Sultanat (سلطنت; ) is a 2014 Pakistani action romance film and 30-episode television series created and directed by Syed Faisal Bukhari, who had previously directed the top-grossing film Bhai Log, and produced by Aslam Bhatti, who also plays the lead role. The film has a multi-star cast including actors from the Indian television industry. It is said to be the most expensive film of Pakistani film industry, having a 22-crore budget. Pakistani writer Pervaiz Kaleem wrote the screenplay and dialogue. Ahmed Afridi is doing editing for this movie and he is handling post production sound designing and visual effects. It will be released as a film and later turned into a television series.
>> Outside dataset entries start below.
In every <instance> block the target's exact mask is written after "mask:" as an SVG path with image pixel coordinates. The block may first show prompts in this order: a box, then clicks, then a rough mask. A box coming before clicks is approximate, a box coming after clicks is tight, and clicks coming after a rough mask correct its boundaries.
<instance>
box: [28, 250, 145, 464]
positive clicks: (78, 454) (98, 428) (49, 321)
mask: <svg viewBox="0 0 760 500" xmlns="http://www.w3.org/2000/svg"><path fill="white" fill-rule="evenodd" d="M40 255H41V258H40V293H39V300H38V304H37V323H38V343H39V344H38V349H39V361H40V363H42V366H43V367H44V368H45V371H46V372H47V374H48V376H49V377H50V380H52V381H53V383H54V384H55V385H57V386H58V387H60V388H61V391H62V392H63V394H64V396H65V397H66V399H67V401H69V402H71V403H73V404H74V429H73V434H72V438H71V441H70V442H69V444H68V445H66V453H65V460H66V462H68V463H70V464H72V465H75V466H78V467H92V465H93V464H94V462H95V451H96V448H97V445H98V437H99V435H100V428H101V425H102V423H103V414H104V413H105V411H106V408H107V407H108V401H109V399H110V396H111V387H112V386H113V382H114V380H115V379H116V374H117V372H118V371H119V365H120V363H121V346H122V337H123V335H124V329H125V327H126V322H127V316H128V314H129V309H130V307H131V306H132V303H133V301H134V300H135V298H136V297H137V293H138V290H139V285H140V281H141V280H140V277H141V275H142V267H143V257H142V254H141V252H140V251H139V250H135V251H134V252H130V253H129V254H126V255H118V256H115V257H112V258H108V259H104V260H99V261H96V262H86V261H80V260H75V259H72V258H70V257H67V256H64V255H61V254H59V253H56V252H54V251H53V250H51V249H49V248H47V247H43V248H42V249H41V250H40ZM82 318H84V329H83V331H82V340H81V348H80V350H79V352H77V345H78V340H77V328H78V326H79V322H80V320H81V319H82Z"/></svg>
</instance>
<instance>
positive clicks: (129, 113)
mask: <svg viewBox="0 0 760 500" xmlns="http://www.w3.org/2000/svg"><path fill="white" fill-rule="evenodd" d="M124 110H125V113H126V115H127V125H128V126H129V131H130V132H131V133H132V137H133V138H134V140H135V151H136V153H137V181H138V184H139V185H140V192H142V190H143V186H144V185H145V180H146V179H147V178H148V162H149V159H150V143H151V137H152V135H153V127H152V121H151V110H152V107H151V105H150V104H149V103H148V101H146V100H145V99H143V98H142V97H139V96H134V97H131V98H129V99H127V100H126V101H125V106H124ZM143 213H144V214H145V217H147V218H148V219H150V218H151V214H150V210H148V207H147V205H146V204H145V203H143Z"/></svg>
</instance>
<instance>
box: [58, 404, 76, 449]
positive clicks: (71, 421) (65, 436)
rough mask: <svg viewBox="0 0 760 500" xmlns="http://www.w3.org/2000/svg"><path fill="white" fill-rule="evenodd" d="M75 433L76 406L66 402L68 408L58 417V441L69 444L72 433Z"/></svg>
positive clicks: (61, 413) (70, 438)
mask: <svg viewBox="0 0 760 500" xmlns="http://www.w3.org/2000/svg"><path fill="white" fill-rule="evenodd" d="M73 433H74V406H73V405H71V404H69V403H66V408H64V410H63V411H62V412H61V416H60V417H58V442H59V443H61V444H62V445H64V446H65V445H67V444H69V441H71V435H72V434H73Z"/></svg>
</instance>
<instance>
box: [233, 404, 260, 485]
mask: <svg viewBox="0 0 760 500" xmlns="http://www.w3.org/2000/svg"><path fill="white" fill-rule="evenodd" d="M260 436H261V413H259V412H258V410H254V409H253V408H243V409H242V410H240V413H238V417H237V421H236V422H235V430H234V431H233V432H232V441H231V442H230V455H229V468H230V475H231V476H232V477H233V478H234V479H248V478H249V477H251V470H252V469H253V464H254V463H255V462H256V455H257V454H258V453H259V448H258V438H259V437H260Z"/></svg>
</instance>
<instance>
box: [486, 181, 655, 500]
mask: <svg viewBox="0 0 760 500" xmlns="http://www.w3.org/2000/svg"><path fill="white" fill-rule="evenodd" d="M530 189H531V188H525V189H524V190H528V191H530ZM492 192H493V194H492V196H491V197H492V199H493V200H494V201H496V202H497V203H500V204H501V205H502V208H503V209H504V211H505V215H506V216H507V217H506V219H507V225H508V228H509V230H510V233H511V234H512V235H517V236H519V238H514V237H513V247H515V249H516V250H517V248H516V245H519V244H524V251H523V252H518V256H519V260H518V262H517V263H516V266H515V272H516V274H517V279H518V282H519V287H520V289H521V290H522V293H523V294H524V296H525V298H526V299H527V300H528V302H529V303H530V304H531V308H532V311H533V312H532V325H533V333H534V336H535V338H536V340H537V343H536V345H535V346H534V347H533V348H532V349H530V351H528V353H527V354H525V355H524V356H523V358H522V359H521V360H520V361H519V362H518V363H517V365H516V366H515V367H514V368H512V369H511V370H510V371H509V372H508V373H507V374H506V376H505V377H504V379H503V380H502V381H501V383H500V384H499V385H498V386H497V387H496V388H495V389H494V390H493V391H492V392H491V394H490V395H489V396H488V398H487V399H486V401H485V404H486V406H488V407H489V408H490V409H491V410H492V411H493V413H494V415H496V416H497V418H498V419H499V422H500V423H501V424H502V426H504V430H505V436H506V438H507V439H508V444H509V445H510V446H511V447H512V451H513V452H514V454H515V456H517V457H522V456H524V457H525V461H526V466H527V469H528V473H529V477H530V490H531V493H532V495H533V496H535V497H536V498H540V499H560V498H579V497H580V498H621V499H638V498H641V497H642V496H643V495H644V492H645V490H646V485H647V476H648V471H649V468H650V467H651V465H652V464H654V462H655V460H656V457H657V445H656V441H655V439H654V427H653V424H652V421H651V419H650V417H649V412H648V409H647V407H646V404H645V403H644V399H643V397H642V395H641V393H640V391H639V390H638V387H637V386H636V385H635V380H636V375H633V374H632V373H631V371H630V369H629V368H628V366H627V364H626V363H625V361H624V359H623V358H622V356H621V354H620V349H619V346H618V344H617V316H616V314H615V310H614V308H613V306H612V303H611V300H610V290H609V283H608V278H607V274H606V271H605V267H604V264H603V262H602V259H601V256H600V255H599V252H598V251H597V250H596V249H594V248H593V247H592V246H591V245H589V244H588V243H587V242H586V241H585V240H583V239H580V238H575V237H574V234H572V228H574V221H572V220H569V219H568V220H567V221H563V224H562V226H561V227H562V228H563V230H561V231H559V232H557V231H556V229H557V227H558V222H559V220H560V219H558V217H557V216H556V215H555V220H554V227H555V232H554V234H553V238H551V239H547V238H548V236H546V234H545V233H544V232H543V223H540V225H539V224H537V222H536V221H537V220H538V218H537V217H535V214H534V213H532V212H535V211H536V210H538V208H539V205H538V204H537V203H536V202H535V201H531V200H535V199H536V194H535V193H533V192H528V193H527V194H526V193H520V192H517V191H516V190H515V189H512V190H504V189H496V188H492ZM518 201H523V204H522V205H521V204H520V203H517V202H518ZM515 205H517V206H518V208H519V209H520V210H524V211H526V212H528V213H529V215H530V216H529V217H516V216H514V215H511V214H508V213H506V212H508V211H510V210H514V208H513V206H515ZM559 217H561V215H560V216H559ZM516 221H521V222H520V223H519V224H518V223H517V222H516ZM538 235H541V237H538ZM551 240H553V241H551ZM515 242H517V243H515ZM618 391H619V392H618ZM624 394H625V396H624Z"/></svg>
The film released on Eid al-Fitr, 2014. in cinemas across Pakistan.

==Cast==
- Kashif Mehmood
- Deepak Shirke
- Akashdeep Saigal as Tabraiz
- Shweta Tiwari
- Chetan Hansraj as Javaid
- Zainab Qayyum as Zainab
- Ahsan khan
- Javeria Abbasi
- Nayyar Ejaz as Shafi
- Shabbir Jan
- Achint Kaur as Tara
- Mustafa Qureshi as Haji Baba
- Sila Hussein
- Govind Namdev as Gharo Dollor
- Haroon Ashraf
- Raheela Agha
- Ayub Khoso as Dumma
- David Firefly as David
- Aslam Bhatti as Aslam
- Umar Jadoon as himself (Special appearance in item song Sone Di Tawitri)
- Sara Loren as herself (Special appearance in item song Saiyaan)
- Afreen Khan as herself (Special appearance in item song Sone Di Tawitri)

===Promotion===
The film was promoted in Dubai.

===Post-release===
Sultanat was panned by critics across the country.
Kamran Jawaid of Dawn named his review, "Movie Review: It doesn't get worse than Saltanat" and gave the film 1 out of 5 stars. Muhammad ShahZaib Siddiqui (@hellozaib) said on Twitter "Over all film is super duper but songs are too much vulgar so please don't watch it with family" Irteza Bhatti (@bhatti_rockstar) review on Twitter "well go nd watch it its super but dnt compare to Indian or any other nd give time to film its superb I love if nd watched twice". Jawaid claimed that it was probably the worst film in the history of cinema and that he had never seen people actually leave the cinema during a movie before this. His final words read, "Definitely not a good way to spend your Eid day – or any other day for that matter."